Tinggal perusahaan itu usahanya dalam negeri atau merambah ke luar negeri. Ternyata pilihanpelayaran Samudera Indonesia, memilih menambah armadanya.
Tahun ini perusahaan pelayaran Samudera Indonesia berencana membeli kapal 15 unit. Untuk meningkatkan
usahanya. Selain itu, Samudera Indonesia (SI) tambah investasi belanja modal capital expenditure (capex) sekitar US $ 190 juta.
Salah satu tujuan capex 2018, untuk membeli maksimal 15 unit kapal. Emiten berkode SMDR di bursa efek Indonesia terebut, memang belum pasti menetapkan jumlah kapal. Karena realisasinya belanja kapal, mengikuti tender yang diikuti.
Belanja kapal yang sudah pasti dari China. SI menjadwalkan kedatangan pesanan dua kapal dari negara tirai bambu. Pada kwartal I. Selain membeli kapal, SI akan memanfaatkan capex 2018 untuk mendanai akuisisi perusahaan
lain.
Seperti dikutip dari Kontan.co.id, bahwa SI mengabarkan akuisisi perusahaan Bongkar/Muat Olah Jasa Andal dan Adib Cold Logistic, semula SI berencana menambah armada truk.
Terselip pula agenda membangun pergudangan di Jakarta dan Malaysia pada tahun ini. Mengenai rencana lain, akuisisi PT PBM Olah Jasa Andal, semula SI menargetkan aksi korporasi, tuntas pada Desember 2017. Kenyataannya sampai kini masih dalam proses.
Sebelum negosiasi rampung, SMDR belum bisa membeberkan nilai akusisi. Dirut SI Tbk. Bani Maulana Mulia,
menandaska PT PBM Olah Jasa Andal, anak perusahaan PT ICTSI Jasa Prima Tbk. Perusahaan tersebut beroperasi
sejak 1986 hingga 30 September 2017. Total asset perusahaan 33,71 juta dolar AS. Saat ini perusahaan tersebut jadioperator terminal petikemas Tanjung Priok, sedianya SMDR akuisisi 100 persen sahamnya.
Bakal Beli 15 Kapal
Sebelumnya, PT Samudera Indonesia Tbk (SMDR) berencana membeli 15 kapal baru merespon kenaikan proyek
bisnis pelayaran dan logistik pada tahun ini. Sejumlah kapal yang akan dibeli jenis kapal kontainer.

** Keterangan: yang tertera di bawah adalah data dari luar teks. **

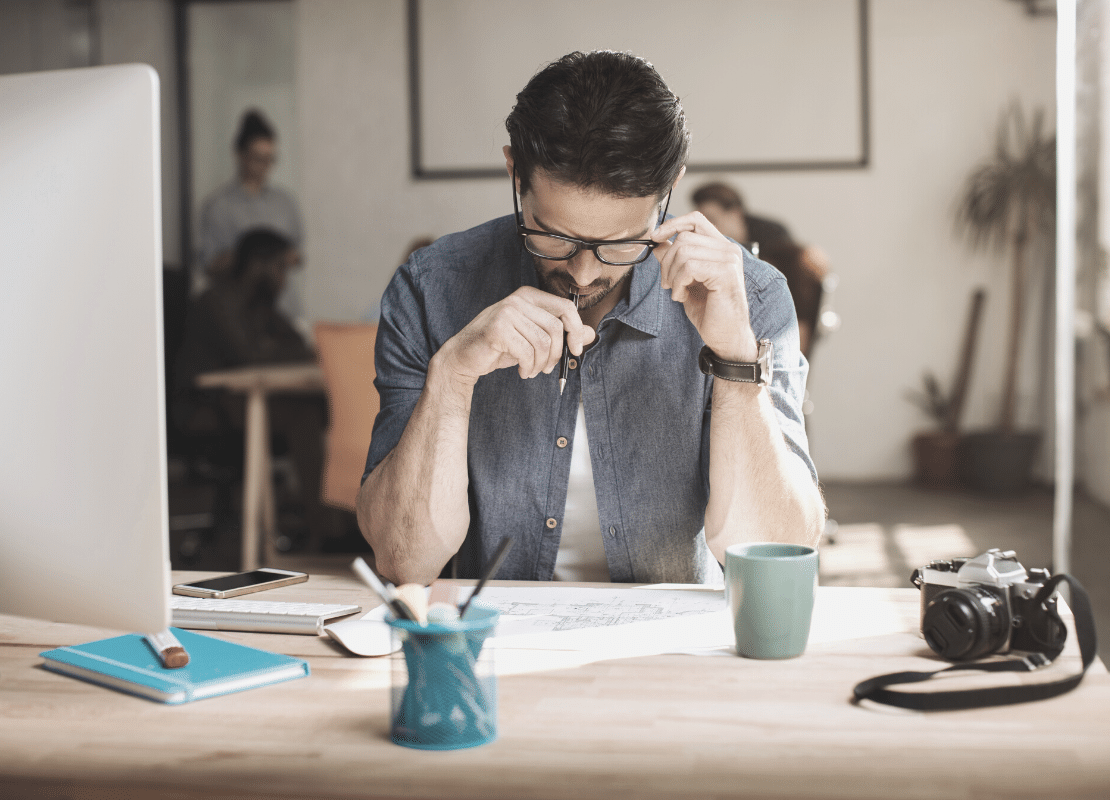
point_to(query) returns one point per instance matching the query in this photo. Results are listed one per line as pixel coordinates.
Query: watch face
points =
(766, 361)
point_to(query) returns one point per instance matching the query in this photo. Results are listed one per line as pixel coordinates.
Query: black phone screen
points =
(225, 583)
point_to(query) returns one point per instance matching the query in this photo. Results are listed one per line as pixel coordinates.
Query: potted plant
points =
(938, 454)
(1009, 204)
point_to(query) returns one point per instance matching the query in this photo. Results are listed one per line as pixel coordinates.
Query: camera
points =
(987, 605)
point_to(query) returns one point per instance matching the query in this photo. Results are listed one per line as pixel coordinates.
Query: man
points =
(235, 322)
(724, 208)
(474, 439)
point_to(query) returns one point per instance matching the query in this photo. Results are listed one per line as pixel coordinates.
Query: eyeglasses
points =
(553, 246)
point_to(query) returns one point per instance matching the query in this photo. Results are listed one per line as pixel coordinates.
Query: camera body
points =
(982, 606)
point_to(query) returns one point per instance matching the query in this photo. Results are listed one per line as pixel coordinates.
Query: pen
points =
(399, 607)
(491, 568)
(565, 361)
(169, 649)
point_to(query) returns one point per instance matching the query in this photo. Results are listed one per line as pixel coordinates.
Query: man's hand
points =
(525, 330)
(705, 272)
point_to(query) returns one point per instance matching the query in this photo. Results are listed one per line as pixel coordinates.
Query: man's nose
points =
(585, 267)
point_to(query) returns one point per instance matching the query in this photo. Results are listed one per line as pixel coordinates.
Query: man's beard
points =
(558, 282)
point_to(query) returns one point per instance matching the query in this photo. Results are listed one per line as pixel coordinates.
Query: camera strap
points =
(876, 688)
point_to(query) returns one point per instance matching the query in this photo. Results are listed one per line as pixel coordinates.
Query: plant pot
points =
(937, 459)
(1000, 463)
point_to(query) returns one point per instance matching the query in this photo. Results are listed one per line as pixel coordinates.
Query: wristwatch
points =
(758, 372)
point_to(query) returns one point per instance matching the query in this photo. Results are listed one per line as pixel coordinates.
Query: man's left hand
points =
(705, 272)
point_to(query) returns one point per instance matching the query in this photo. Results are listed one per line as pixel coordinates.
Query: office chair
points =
(345, 352)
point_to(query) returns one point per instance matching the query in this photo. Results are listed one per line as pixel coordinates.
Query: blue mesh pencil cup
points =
(444, 688)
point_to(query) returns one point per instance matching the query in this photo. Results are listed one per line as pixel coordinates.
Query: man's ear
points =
(680, 173)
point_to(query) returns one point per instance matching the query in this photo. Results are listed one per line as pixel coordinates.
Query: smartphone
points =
(241, 583)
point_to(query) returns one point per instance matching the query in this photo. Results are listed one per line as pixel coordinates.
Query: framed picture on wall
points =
(766, 84)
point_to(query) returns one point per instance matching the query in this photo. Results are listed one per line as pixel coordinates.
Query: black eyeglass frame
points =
(578, 243)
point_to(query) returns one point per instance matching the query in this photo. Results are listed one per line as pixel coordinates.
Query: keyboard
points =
(260, 616)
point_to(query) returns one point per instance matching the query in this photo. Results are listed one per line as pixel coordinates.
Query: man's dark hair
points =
(719, 193)
(259, 243)
(603, 121)
(253, 125)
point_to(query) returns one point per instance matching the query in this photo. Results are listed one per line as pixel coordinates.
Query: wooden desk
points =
(653, 727)
(256, 382)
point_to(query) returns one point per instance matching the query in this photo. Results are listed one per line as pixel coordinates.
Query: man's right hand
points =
(525, 330)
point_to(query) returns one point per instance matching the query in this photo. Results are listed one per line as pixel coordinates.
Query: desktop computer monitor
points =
(83, 519)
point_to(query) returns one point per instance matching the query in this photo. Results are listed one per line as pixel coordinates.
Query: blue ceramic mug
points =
(770, 590)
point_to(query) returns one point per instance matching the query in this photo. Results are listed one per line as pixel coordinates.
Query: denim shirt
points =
(647, 409)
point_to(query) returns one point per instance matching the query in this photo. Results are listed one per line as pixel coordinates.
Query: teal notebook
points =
(215, 667)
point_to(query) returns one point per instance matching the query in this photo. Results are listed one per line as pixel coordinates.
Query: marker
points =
(565, 361)
(169, 649)
(491, 568)
(400, 608)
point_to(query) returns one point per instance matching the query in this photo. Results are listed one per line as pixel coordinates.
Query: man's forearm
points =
(413, 507)
(758, 489)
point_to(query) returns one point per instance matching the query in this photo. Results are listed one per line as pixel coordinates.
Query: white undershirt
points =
(581, 549)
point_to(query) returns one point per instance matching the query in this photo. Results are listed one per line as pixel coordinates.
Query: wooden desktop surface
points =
(674, 726)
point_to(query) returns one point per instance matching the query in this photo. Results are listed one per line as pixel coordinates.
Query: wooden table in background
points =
(663, 727)
(256, 383)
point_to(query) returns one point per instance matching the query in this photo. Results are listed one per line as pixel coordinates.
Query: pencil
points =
(169, 649)
(400, 608)
(565, 361)
(498, 556)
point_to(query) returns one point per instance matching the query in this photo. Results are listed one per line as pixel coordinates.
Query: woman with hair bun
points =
(246, 202)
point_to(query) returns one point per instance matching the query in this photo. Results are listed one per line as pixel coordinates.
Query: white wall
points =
(941, 71)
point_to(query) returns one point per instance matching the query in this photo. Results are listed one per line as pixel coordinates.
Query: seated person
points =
(724, 206)
(805, 270)
(683, 451)
(805, 267)
(235, 322)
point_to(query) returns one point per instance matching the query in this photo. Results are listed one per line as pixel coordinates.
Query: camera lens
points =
(961, 625)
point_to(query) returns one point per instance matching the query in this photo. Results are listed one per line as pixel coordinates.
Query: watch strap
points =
(740, 372)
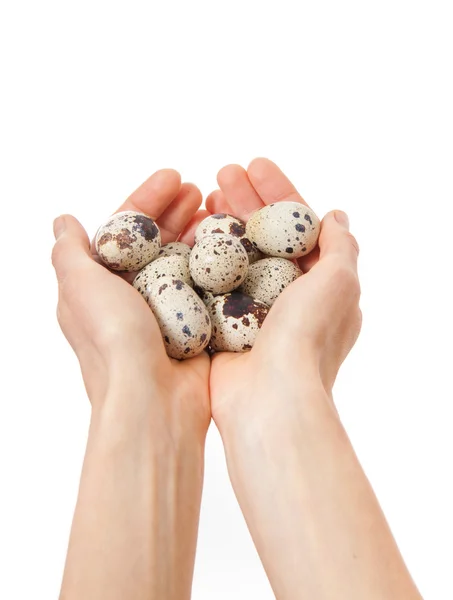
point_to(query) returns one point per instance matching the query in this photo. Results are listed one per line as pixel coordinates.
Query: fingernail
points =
(59, 225)
(342, 218)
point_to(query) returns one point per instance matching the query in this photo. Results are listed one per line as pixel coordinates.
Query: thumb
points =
(336, 240)
(72, 246)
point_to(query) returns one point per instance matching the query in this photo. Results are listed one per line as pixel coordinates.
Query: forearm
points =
(136, 520)
(312, 513)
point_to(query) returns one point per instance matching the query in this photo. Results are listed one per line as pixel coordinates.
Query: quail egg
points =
(218, 263)
(284, 229)
(204, 295)
(178, 248)
(182, 317)
(174, 266)
(267, 278)
(224, 223)
(236, 319)
(128, 241)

Pada kuartal I 2018, dua kapal baru sudah beroperasi yaitu Kapal Sinar Palopo dan Kapal Sinar Penida yang
melayani rute India. Perusahaan tersebut menyiapkan belanja modal (capex) pada tahun ini sebesar 195 juta dolar AS, yang telah menghabiskan 17 juta dolar AS untuk investasi kapal di kuartal I 2018.
Beroperasinya kapal baru berkontribusi pada pendapatan tahun ini. Untuk pengadaan dua kapal baru pada kuartal
III 2017 lalu, perusahaan tersebut mencatatkan pertumbuhan pendapatan sebesar 5 persen pada kuartal I 2018.
“Dibanding pendapatan perusahaan di kuartal I 2017 yang saat itu sebesar 102,1 juta dolar AS, pendapatan kuartal I 2018 mencapai 107,7 juta dolar AS,” kata Direktur Keuangan PT Samudera Indonesia Tbk Ridwan Hamid, seperti dikutip dari Kontan.
Hasilnya, pendapatan bisnis jasa pelayaran dan keagenan Samudera Indonesia secara year-on-year yang pertumbuhannya paling besar yaitu 13 persen dari 68,3 juta dolar AS menjadi 77,6 juta dolar AS. Walau begitu, pembelian kapal baru harus cermat dan direncanakan dengan matang karena utilisasi kapal sangat penting.
Samudera Indonesia optimistis rampungkan satu akuisisi akhir tahun ini (*/hid).